Project Decision Log

Project: AWS Lambda ARM vs x86 Benchmark

This document tracks all significant architectural and technical decisions that affect the codebase structure, implementation approach, and benchmark methodology.

Decision Summary

Approved Decisions

D001: Project Scope - Comprehensive ARM vs x86 benchmark
D002: Infrastructure Tool - AWS CDK (TypeScript)
D003: Workload Types - 3 single-threaded synthetic workloads
D004: Testing Strategy - Forced cold starts + warm start testing
D005: Data Storage - DynamoDB + CloudWatch
D006: Analysis Tools - Python (pandas, matplotlib, scipy)
D007: Security - CDK Nag for automated checks
D008: Runtime Versions - Python 3.13/3.12/3.11, Node.js 22/20, Rust
D009: [CRITICAL] Zero-Overhead Data Collection - CloudWatch REPORT parsing
D010: Node.js Language - TypeScript with esbuild
D011: [CRITICAL] AWS SDK Strategy - No SDK for CPU/Memory, runtime SDK for Light workload
D012: Testing Strategy - No unit tests for benchmark code
D015: [CRITICAL] Optimized Deployment Strategy - Dynamic memory configuration at runtime
D016: [SUPERSEDED] Graduated Memory Allocation - Replaced by fixed 100 MB array (see D018)
D017: Rust Runtime Support - Add Rust via cargo-lambda-cdk construct
D018: [CRITICAL] Fixed Memory Workload - Memory-intensive uses constant 100 MB array

D001: Project Scope

Date: 2025-10-25 | Status: Approved | Updated: 2025-11-14

Decision: Benchmark AWS Lambda ARM (Graviton) vs x86 performance across multiple runtimes, architectures, memory configurations, and workload types.

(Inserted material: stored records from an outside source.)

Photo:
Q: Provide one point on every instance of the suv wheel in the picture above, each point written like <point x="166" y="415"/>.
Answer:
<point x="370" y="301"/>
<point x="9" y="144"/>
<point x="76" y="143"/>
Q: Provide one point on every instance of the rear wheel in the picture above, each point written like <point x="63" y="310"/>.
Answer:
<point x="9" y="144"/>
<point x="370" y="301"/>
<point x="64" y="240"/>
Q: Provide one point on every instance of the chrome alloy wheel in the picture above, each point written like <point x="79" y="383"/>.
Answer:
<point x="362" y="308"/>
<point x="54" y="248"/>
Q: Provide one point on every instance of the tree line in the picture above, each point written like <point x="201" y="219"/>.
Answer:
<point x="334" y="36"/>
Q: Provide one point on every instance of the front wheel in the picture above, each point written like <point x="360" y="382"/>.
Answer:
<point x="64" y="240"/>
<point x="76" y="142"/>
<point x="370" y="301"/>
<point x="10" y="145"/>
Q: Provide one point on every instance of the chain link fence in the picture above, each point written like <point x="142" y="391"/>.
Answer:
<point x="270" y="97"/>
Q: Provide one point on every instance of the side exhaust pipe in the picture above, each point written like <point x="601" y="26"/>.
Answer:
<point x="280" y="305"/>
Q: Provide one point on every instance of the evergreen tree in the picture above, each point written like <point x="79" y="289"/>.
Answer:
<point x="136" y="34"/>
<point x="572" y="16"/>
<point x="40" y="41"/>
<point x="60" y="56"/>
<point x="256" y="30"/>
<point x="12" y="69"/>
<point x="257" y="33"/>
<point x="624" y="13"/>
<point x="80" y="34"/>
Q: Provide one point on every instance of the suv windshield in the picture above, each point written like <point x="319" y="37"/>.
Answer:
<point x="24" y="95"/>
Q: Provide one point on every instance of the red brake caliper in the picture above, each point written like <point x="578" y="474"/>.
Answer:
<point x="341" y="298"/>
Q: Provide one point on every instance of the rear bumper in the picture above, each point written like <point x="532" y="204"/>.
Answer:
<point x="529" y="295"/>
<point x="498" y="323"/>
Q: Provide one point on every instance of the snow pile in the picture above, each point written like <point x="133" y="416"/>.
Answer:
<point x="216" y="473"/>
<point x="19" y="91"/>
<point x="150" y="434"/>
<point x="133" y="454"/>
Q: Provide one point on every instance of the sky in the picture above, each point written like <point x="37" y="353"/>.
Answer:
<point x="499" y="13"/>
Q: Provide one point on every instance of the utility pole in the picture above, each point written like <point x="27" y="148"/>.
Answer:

Rationale: Updates 2023 AWS blog measurements with current runtime versions.

D002: Infrastructure as Code Tool

Date: 2025-10-25 | Status: Approved

Decision: Use AWS CDK (TypeScript) for all infrastructure.

Rationale: CDK provides type safety, reusable constructs, and programmatic generation of resources.

D003: Workload Types

Date: 2025-10-25 | Status: Approved | Updated: 2025-11-07

Decision: Implement 3 single-threaded synthetic workloads:

CPU-Intensive - SHA-256 hashing loop (pure compute, no I/O)
Memory-Intensive - Large array generation and sorting (tests memory scaling)
Light - DynamoDB batch write (5 items) + batch read (I/O-bound baseline)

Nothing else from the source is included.